Like many other industries, barge operators continue to experience prolonged difficulties recruiting and retaining workers.
Operators say “people management” is one of their biggest challenges in running their businesses in both the short and long terms, forcing them to develop innovative recruiting methods, turn away new business for lack of crews, refine benefits and salaries, hire full-time recruiters, invest more in training programs, and spend more time marketing their company to existing employees than to their customers.
“Recruiting is still a challenge, but we are doing well with retaining talented mariners and have been able to remain fully crewed,” said H. Merritt Lane III, president and CEO of Canal Barge Co. Inc. (CBC), New Orleans. “We avoided layoffs and furloughs despite the Covid-related downturn and maintained our training and development pipeline, which has been beneficial as business conditions have improved.”

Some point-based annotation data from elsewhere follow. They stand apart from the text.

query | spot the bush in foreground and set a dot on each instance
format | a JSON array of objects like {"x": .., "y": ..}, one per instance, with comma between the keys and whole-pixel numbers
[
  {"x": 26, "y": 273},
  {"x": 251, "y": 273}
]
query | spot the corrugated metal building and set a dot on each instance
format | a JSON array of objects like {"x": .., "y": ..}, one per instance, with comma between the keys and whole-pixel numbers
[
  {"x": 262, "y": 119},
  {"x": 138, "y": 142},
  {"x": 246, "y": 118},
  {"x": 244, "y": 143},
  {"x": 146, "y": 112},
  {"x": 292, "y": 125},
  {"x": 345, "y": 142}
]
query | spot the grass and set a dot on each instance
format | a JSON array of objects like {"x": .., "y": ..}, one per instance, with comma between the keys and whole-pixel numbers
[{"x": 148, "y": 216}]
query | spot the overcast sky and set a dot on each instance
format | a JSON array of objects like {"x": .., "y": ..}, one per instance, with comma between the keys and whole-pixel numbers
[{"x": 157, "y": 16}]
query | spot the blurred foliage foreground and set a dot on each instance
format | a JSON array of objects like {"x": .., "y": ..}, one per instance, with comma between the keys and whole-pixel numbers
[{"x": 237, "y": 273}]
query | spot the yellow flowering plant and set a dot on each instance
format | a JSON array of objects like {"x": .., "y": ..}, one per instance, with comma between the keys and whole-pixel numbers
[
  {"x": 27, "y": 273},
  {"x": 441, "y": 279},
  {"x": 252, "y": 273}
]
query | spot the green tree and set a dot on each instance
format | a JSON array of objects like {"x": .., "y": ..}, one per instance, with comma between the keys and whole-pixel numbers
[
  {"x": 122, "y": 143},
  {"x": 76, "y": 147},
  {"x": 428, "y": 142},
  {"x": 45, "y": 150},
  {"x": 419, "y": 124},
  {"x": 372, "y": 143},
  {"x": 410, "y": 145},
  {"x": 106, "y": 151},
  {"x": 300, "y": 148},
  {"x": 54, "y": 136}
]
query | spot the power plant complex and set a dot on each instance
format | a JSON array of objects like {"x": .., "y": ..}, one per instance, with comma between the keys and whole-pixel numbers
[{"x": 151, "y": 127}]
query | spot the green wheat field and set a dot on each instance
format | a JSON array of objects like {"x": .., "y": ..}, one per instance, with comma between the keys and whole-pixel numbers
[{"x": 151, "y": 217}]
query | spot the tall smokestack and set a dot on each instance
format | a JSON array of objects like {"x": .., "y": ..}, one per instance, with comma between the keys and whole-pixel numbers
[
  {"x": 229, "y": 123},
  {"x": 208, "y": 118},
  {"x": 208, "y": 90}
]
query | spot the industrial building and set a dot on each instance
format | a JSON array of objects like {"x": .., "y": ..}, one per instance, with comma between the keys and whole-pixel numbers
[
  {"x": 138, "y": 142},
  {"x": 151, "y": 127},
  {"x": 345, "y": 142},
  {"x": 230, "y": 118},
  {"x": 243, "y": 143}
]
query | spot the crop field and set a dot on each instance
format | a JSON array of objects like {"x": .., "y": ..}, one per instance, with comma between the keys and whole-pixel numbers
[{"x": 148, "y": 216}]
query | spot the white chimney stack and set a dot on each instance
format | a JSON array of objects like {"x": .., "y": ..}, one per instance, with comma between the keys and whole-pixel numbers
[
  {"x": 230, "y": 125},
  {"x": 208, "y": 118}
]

He said CBC has extended its geographic recruiting drives and encourages employees to refer possible new recruits. Once new hires are onboard, “we make sure their early career experience is meaningful and that they are being mentored and connected to the company and their teammates.”
Some companies, despite robust recruiting efforts, have come up short with new hires and have had to turn away new business. “Absolutely we’ve had to say no because we don’t have enough mariners,” said Buckley McAllister, president of New York-based McAllister Towing and Transportation.

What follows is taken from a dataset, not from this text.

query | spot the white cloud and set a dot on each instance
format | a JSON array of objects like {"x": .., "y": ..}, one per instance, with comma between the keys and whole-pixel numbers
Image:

McAllister appeared at a press conference in April with his local congresswoman and a group of other towing companies to make an appeal for workers in the New York area.
He said it takes time to effectively train mariners and get them through to their required licenses. A number of mariners retired during the pandemic, and this created a void. “As the industry rebounded, the whole industry couldn’t just make new sailors appear for licensed positions.” Licensing delays at the Coast Guard haven’t helped, he added.